In operation for more than 30 years, PACER is an online portal that provides access to virtually all documents filed since 1999 by a judge or parties in all U.S. courts of appeals, district courts and bankruptcy courts. There are approximately 2.5 million registered users, and the system contains more than one billion pages of case documents.
As permitted by Congress in 2002, the Administrative Office of the U.S. Courts (AO) imposes user fees to finance the system. Currently, access to case information through PACER costs $.10 per page. The fee is capped at $3.00 for access to case-specific documents, but the cap does not apply to transcripts of court proceedings, audio files, or non-specific case research.
PACER users who incur charges of $15 or less in a three-month period do not pay anything that quarter. This results in 66% of the active users each quarter not paying a bill. Federal courts also routinely waive fees for unrepresented defendants, pro bono attorneys, academic researchers, and not-for-profit organizations. The federal courts collect approximately $140 million annually in user fees from the PACER system. According to the AO, approximately 87% of all PACER revenue is attributable to 2% of corporate users, such as large financial institutions and major commercial enterprises that aggregate data for analysis and resale.
Representative Doug Collins (R-GA) and Senator Rob Portman (R-OH) introduced the Electronic Courts Record Reform Act of 2019 (H.R. 1164 and S. 2064) in response to concerns that the PACER system is outdated and unnecessarily expensive. Upon introduction, Rep.
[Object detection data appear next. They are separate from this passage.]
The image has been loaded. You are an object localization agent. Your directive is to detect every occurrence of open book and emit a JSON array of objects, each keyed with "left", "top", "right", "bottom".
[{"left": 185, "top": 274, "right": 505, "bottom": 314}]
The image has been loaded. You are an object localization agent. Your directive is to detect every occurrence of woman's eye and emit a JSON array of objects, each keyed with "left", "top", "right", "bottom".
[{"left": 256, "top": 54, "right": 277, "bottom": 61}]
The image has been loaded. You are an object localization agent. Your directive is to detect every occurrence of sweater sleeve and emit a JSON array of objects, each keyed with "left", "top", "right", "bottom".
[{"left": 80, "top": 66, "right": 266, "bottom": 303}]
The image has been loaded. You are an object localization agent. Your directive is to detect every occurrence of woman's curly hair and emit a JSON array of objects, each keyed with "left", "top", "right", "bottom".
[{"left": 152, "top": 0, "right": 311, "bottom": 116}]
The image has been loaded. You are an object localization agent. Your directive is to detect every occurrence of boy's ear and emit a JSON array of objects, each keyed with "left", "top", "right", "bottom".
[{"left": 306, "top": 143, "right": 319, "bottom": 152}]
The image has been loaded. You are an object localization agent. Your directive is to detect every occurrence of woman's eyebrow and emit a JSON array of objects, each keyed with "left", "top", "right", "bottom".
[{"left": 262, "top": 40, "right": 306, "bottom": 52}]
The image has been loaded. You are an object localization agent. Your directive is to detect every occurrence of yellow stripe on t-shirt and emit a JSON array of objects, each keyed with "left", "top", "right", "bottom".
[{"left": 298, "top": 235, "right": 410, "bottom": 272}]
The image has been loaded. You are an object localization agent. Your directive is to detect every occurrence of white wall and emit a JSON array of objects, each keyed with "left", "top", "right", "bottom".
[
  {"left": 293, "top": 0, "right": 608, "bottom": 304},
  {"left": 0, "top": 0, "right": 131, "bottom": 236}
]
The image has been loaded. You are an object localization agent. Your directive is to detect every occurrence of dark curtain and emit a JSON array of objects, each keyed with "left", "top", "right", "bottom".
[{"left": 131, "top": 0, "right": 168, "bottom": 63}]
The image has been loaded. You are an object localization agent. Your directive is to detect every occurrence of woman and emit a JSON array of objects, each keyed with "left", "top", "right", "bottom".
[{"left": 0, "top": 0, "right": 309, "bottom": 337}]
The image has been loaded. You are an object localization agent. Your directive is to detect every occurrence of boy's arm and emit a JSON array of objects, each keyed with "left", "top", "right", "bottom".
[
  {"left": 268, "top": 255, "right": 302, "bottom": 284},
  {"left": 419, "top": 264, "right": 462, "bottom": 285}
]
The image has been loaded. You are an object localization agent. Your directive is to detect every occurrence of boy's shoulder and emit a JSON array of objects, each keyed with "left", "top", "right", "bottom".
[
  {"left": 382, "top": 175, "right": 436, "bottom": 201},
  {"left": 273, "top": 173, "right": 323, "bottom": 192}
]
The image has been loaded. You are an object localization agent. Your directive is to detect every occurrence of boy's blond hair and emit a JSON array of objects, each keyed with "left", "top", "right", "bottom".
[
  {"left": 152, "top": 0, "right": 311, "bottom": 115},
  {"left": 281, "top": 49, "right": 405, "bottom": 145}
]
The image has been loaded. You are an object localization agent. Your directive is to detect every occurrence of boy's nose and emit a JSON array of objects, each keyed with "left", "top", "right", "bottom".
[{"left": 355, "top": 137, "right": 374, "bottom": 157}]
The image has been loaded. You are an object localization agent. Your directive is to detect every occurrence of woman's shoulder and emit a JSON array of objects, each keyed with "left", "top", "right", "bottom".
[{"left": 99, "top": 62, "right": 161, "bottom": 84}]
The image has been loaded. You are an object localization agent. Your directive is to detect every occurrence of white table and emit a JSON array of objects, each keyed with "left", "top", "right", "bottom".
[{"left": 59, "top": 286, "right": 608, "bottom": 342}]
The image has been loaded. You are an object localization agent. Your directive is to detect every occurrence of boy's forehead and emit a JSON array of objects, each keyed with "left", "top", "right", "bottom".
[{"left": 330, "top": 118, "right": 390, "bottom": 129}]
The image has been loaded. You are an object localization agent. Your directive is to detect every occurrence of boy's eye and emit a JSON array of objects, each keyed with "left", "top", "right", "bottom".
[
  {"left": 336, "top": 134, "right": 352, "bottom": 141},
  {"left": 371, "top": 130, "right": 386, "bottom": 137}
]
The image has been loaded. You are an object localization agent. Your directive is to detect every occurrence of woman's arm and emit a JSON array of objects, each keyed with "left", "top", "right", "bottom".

Collins, Ranking Member of the House Judiciary Committee, said that Americans deserve a justice system that is transparent and accessible and his bill would remove fee-for-access barriers that technology has rendered unnecessary. The bills are nearly identical except that the Senate bill authorizes the collection of filing fees (with exceptions for low-income and pro-se litigants) in amounts to be determined by the AO to cover the cost of maintaining the PACER system. It also directs the Department of Justice, which currently pays several million dollars in user fees annually, to continue to pay PACER access fees.
In 1995, before the federal PACER system debuted, the ABA adopted policy urging courts at all levels to provide access to court and docket information at no direct cost to the user. In 2011 the ABA adopted policy supporting the ongoing efforts of the AO to update and enhance its electronic case filing system. Upon introduction of H.R. 1164, the ABA wrote the bill’s sponsors, expressing support for eliminating PACER access fees. It is unclear whether legislative efforts to eliminate user fees will be successful this Congress.
In response to concerns from the public and Congress, the AO continues to engage in a multi-year effort to overhaul its electronic case filing system and to expand free access to, and correct problems with, the PACER system. Most recently, on September 17, 2019, the Judicial Conference of the United States adopted policy doubling the quarterly fee waiver for users of the PACER system from $15 to $30. According to the AO, this will result in more than 75% of the system’s users paying no fee in a given quarter.
In a separate action, a class action lawsuit against the federal government that is wending its way through the court system alleges that the judiciary has violated federal law by charging more for access to the PACER system from 2010 - 2016 than statutorily permissible. The Court of Appeals for the Federal Circuit is expected to rule on this case next year.